Miss Italia 2015: un passo indietro nella evoluzione della specie
Partiamo da un’introduzione banale: c’erano una volta ragazze il cui sorriso valeva 5000 lire, giovani la cui bellezza le spingeva a cercare la gloria cinematografica. Con il passare del tempo si è deciso che quel sorriso apparteneva alla più bella d’ Italia e il mondo pronto ad accogliere la reginetta è lentamente cambiato: dal grande al piccolo schermo, con fugaci apparizioni sulle passerelle. Il livello culturale che separa il cinema di ieri dalla televisione di oggi è l’oceano che separa una Lucia Bosè da una Alice Sabatini.
Certo, è vero, intuire la cultura di una miss neo-eletta è come giudicare un libro dalla copertina, con la differenza che con la miss è esattamente quello che bisognerebbe fare. Nella ragazza con la corona è la patinatura che va valutata, il resto non conta, sarà il tempo a dirci se possiede qualità consone a traghettarla più in là di un anno di ospitate varie.

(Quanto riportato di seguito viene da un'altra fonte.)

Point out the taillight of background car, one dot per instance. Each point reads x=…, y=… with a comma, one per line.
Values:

Questa stagione ha offerto la novità “curvy”. Tradotto: facciamo partecipare anche le ragazze in carne (che poi non lo erano affatto) ma le marchiamo a fuoco come il bestiame. Una caduta di stile impressionante, un passo indietro nell’evoluzione culturale della specie. Ma allora perché da anni continuano a farci credere che i giudici hanno superato i confini della bellezza? Perché chi sponsorizza il concorso ha paura di ammettere che si premiano le gambe? Perché la Merigliani si ostina a proporci una Miss Italia dotata di testa quando in realtà, ai fini della kermesse, la protuberanza che ha attaccata al collo serve solo a reggere la corona? Tanto poi parlano e indietro non si torna.
L’unica fortuna di questa edizione di Miss Italia è che sarà ricordata per la risposta data dalla candidata numero 5 ad una domanda facile facile azzardata dal giudice Amendola. Oramai la sconsiderata emissione d’aria dalla bocca di quella che sarebbe stata poi eletta Miss Italia è rimbalzata ovunque tra urla di sgomento, stracciamento di vesti e risate a crepapelle. Solo chi non vive la quotidianità di questa società può stupirsi di una simile manifestazione di ignoranza. La vacuità con cui questa ragazza di belle speranze ha candidamente confessato di voler vivere in prima persona la seconda guerra mondiale ha fatto passare in secondo piano uno spettacolo avvilente. Perché in fondo, ricordiamolo, Miss Italia dovrebbe essere questo, uno spettacolo.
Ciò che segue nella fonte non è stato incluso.